What That Quilt Knows About Me at the Folk Art Museum in New York

March 16–May 28, 2023

American Folk Art Museum 

For more information visit folkartmuseum.org

Susan Arrowood, “Sacret Bibel” Quilt Top, Possibly West Chester, Pennsylvania, c. 1875–1895. Cotton, silk, wool, and ink, with cotton embroidery 88½ x 72 in. American Folk Art Museum, New York, gift of the Amicus Foundation, Inc., and Evelyn and Leonard Lauder, 1986.20.1

There are so many ways to tell a story, but there is something especially charming and indeed rather poignant about folk art quilts and the act of quilt making. Folk art quilts come in many shapes, sizes, and colors, and they range from abstract, boldly geometric designs to elaborate narrative ones. Each quilt is lovingly made by hand, and very often they contain important social, cultural and historical information.

The exhibition What That Quilt Knows About Me, at the Folk Art Museum in New York, brings together around 40 quilts and related works of art based upon the idea, as the press release says “that quilts have the capacity for “knowing” or containing information about the human experience.” In short, quilts are presented here as narrative instruments or what the curators call “collections of intimate stories.”

The exhibition seeks to highlight how quilt makers have always incorporated and used a wide range of materials, techniques and ideas to tell their stories, sometimes in a very personal way, inviting audiences to enter the lives and minds of the makers. The works on view come from many countries and cultures and span from the 19th through 21st centuries. Makers range from a pair of enslaved sisters living in Kentucky before the Civil War to a convalescent British soldier during the Crimean War. Every piece has a fascinating story to tell.

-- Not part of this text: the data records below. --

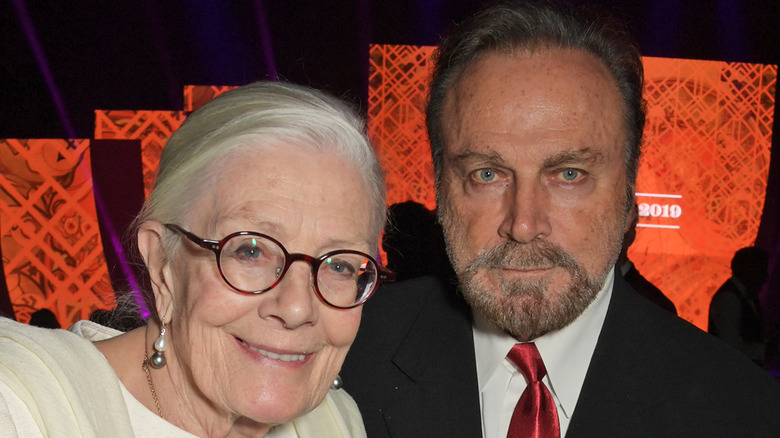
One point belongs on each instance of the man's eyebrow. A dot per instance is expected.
(478, 156)
(586, 155)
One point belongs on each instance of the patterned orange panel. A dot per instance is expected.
(398, 84)
(195, 96)
(153, 128)
(702, 178)
(703, 174)
(52, 253)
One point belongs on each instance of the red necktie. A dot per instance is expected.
(535, 415)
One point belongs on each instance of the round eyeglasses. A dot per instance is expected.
(254, 263)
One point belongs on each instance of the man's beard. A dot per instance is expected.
(527, 309)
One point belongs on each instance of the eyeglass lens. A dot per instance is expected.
(252, 263)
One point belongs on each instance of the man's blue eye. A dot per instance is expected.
(486, 175)
(570, 174)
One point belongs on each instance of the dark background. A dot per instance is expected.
(61, 60)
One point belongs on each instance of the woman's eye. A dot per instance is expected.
(486, 175)
(570, 175)
(248, 252)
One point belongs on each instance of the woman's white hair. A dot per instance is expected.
(255, 116)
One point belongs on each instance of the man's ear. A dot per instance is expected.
(632, 218)
(150, 245)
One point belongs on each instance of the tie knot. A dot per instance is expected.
(528, 361)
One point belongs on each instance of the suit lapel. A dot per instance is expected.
(616, 395)
(438, 357)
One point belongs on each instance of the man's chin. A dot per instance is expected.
(527, 305)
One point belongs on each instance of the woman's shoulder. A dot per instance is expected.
(336, 416)
(57, 377)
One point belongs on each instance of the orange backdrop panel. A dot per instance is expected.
(52, 253)
(153, 128)
(702, 178)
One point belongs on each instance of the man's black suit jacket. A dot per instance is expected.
(412, 372)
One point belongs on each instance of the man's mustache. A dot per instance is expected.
(538, 254)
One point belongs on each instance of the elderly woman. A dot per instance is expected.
(257, 240)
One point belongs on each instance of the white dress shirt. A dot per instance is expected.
(566, 354)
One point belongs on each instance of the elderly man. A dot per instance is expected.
(535, 119)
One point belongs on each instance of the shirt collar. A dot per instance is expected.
(566, 353)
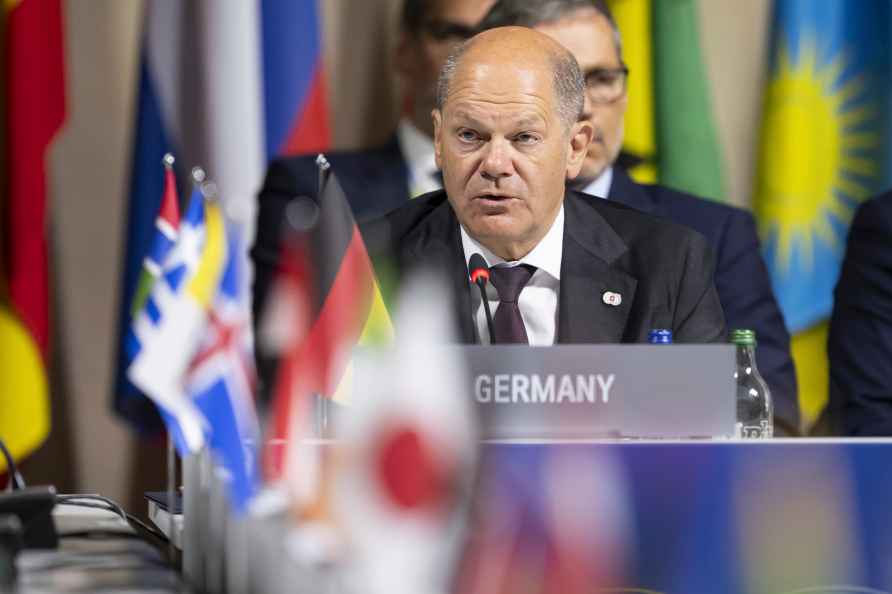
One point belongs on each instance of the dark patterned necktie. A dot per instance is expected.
(507, 322)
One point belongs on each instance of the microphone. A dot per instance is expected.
(480, 276)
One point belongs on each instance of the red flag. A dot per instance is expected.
(35, 109)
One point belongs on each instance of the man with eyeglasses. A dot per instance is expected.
(587, 29)
(379, 179)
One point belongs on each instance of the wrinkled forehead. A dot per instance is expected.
(514, 84)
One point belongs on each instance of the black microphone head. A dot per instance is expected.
(478, 268)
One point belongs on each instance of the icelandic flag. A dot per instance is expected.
(221, 379)
(167, 225)
(166, 333)
(131, 404)
(230, 85)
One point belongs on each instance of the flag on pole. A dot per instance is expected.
(131, 404)
(227, 84)
(669, 124)
(825, 146)
(346, 306)
(410, 448)
(221, 379)
(34, 102)
(167, 332)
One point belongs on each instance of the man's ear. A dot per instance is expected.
(581, 135)
(438, 137)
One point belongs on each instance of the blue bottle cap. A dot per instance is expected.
(659, 336)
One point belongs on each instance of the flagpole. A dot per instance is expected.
(167, 161)
(321, 402)
(171, 498)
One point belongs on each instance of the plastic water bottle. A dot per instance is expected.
(755, 409)
(659, 336)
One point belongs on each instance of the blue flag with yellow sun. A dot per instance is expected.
(825, 146)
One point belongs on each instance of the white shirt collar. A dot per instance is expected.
(600, 186)
(546, 256)
(418, 153)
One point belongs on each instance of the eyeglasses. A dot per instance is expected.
(442, 30)
(606, 85)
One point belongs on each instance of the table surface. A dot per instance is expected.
(98, 552)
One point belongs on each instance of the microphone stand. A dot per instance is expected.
(480, 282)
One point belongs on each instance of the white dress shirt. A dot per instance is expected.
(418, 153)
(538, 301)
(600, 186)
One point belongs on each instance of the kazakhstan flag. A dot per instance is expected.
(826, 142)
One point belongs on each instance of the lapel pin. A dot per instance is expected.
(611, 298)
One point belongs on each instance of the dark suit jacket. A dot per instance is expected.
(741, 280)
(663, 271)
(860, 340)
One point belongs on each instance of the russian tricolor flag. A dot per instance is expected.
(228, 85)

One highlight, brimming with narrative content, is by Hystercine Rankin (1929–2010) and consists of a grid of small vignettes depicting scenes of family life — faith and toil are constant themes in this work. Titled Untitled Family History Quilt, it was created in Port Gibson, Mississippi c. 1990– 2000. Made of cotton with ink it is in the collection of the American Folk Art Museum in New York, a gift of Evelyn S. Meyer in 2005.